I’m sitting in a Monday morning sales meeting and my peers and I sheepishly report our single-digit meetings from last week as our manager writes them on her whiteboard. Then Justin boasts of his nearly twenty meetings.

That’s bullsh*t, we all agree afterwards. I’m out there busting my ass and had six meetings. How did he have nineteen? Is it even possible to have nineteen quality meetings in a week? Who were they with? Did he really do that? Maybe it’s possible if they were really bad appointments, like cold calls. But nineteen?! In one week?!

This is strikingly similar to the conversation I overheard at the gym the other day when some recent WOD results were called into question. There’s no way he did that many reps in that amount of time! There’s no way they can do that many quality reps in that amount of time! I only did this many, but I know my reps were full range.

Later, as I’m driving to a meeting I calm myself down and remind myself that Justin’s pipeline never really produces. He’s always putting up big Monday morning sales activity numbers, and boasting of all of these deals in his pipeline… but few of them ever close. At this point he’s not fooling anyone with his inflated activity numbers. He’s only fooling himself. And then I hear one of my MBA Professor’s voice echo in my head… “What’s the game? What are the rules? And who’s keeping score?”

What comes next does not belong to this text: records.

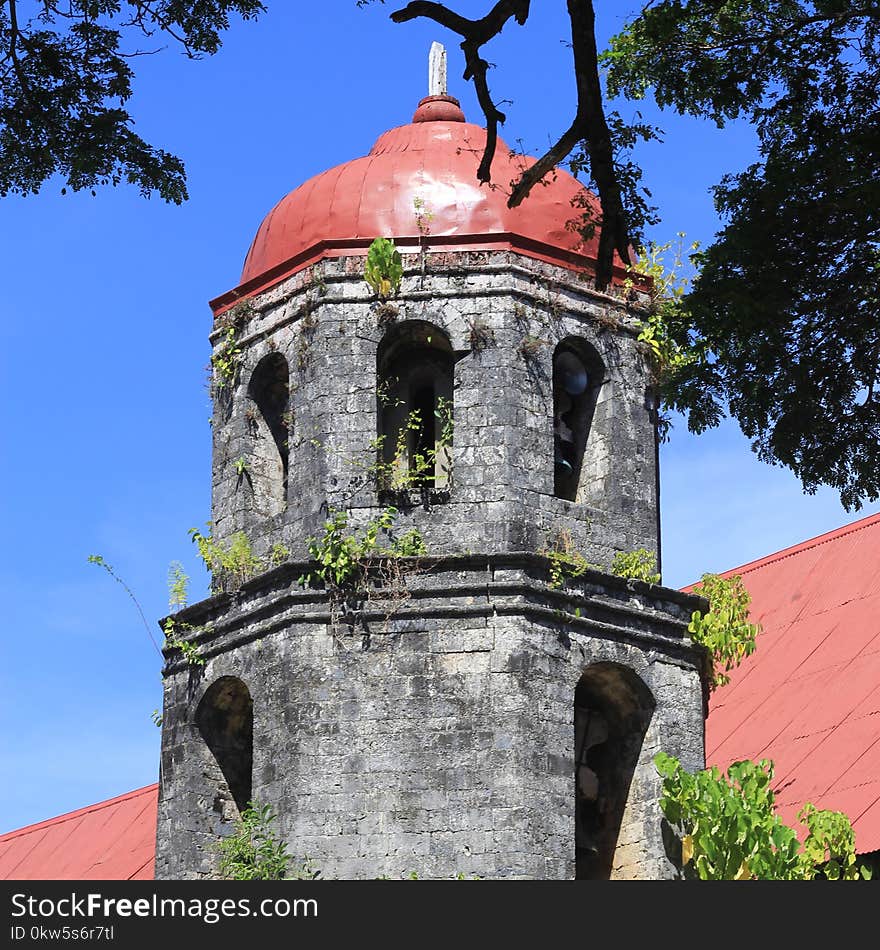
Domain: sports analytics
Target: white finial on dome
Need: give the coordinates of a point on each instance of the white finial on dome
(437, 70)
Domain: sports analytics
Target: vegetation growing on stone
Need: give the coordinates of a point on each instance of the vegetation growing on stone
(384, 268)
(725, 629)
(640, 565)
(729, 829)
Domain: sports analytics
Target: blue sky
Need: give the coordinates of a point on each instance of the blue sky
(106, 444)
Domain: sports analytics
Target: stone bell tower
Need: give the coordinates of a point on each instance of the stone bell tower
(466, 709)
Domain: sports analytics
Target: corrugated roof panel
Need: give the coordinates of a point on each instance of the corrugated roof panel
(817, 664)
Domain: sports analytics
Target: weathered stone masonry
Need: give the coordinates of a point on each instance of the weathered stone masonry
(437, 736)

At work it’s straight forward. The game is sales. And the score keepers, my boss and her boss, only care about closed business. That’s how I’m evaluated and paid. Frankly, they could care less about the activity. It’s all about the results.

At our gym the game is fitness…that is, getting oneself healthier. And the scorekeeper is one’s body. The score is NOT on the whiteboard. The score is; better blood pressure, greater bone density, better blood work, more stamina, more strength, greater flexibility, etc. And the number on the board… that silly number on the board… means NOTHING unless those other things improve. It’s all about the results.

So if it’s all about results why do we care so much about what lies upon the white board? Why do we care about the integrity of that data even if it’s not the score? Because the data, when accurate, correlates to the results. And then we can set the best goals and benchmarks for our own improvement. Call it competition or self preservation ;)

And if the data’s inaccurate, as it often is, we naturally select the data we trust and throw out the outlying data (call it excuse making or another self preservation skill). I start comparing myself to certain colleagues at work- colleagues I respect and I know are or will be successful- and I benchmark myself accordingly. The discussion at the gym fell along the same lines. The individuals that were questioning the integrity of the data admitted to throwing that outlier out and honing in on others’ scores as an appropriate benchmark.

In the end, is what lies upon the whiteboard really important?

It depends. It depends on how you correlate that to the real score-
your personal health… your personal best.